The stranger paid no attention to this irreverence, but continued his endless prayer. The Hottentots who had worked for Baas Hendrik, some from the earliest days, stood respectfully to one side. They had loved the old trekboer as a father, and the old patriarch had often seen them as children, using the whip when he felt it was needed, rewarding the industrious when he returned with cloth and implements from the cattle trading. He never understood why they so readily drank themselves into a stupor, or why their children ran away to become vagrants rather than work for him. He had acknowledged them to be master herdsmen, far better than the pesky Bushmen still out there sniping at colonists with their poisoned arrows. When the prayer finally ended, the stranger said peremptorily, “Now you can bury him. He’s on his way to meet his Maker.”

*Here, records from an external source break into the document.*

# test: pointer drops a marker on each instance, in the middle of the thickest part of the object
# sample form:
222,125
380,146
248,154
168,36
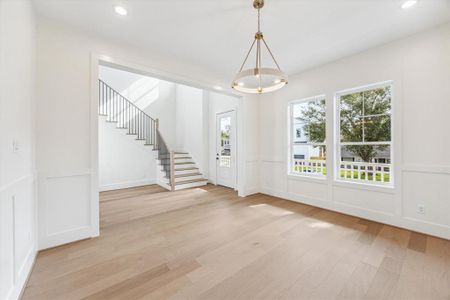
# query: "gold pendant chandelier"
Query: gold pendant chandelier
259,79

“He’s dead,” Seena said brusquely. “He had a damned good life and he’s dead.”

“I take that you’re the daughter of Rooi van Valck. By your red hair, I mean.”

“I am.”

“I have been sent by the Compagnie to bring the word of God to the wilderness. I am Dominee Specx, of Huguenot lineage, and I have been living at the new town of Swellendam. I am commissioned to marry and baptize, and to bring families like yours back to the ways of the Lord.”

“You’re welcomed,” Johanna said, as matriarch of the sprawling family.

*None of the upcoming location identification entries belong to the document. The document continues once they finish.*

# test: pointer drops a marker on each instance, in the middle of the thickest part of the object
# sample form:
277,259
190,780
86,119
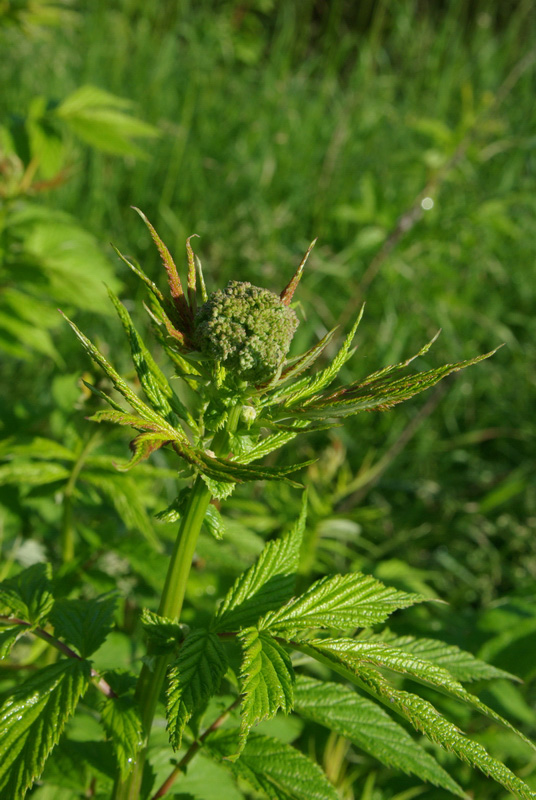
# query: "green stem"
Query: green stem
152,677
67,527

“You’re on your way to a new farm?”

“We are.”

“They’re going to collect the rents on farms now.”

“They’ll get none from us,” Adriaan said sharply. “We’ve farmed where we willed and paid taxes to no one.”

“That’s ending,” the stranger said. “Beginning this year, all will be collected.”

“All but us,” Adriaan said. “We explored this land. We occupied it alone. And it belongs to us, not the Compagnie.”

Predikant Specx asked if he could ride with them to the new site, and Johanna said, “Yes, if you will read to us from the Bible.”

And it was in this way that Lodevicus van Doorn memorized the great, stirring passages of the Old Testament, the experiences of Abraham and Joshua in their wilderness, the love stories of David and Ruth. Night after night, as the tall dominee sat by the candle, intoning timeless stories of men who wandered into strange lands, Lodevicus reflected on how much he had missed in the years when he could not read the Bible, and he asked Specx how long it would take him to learn, and the dominee said, “One week, if God commissioned you.”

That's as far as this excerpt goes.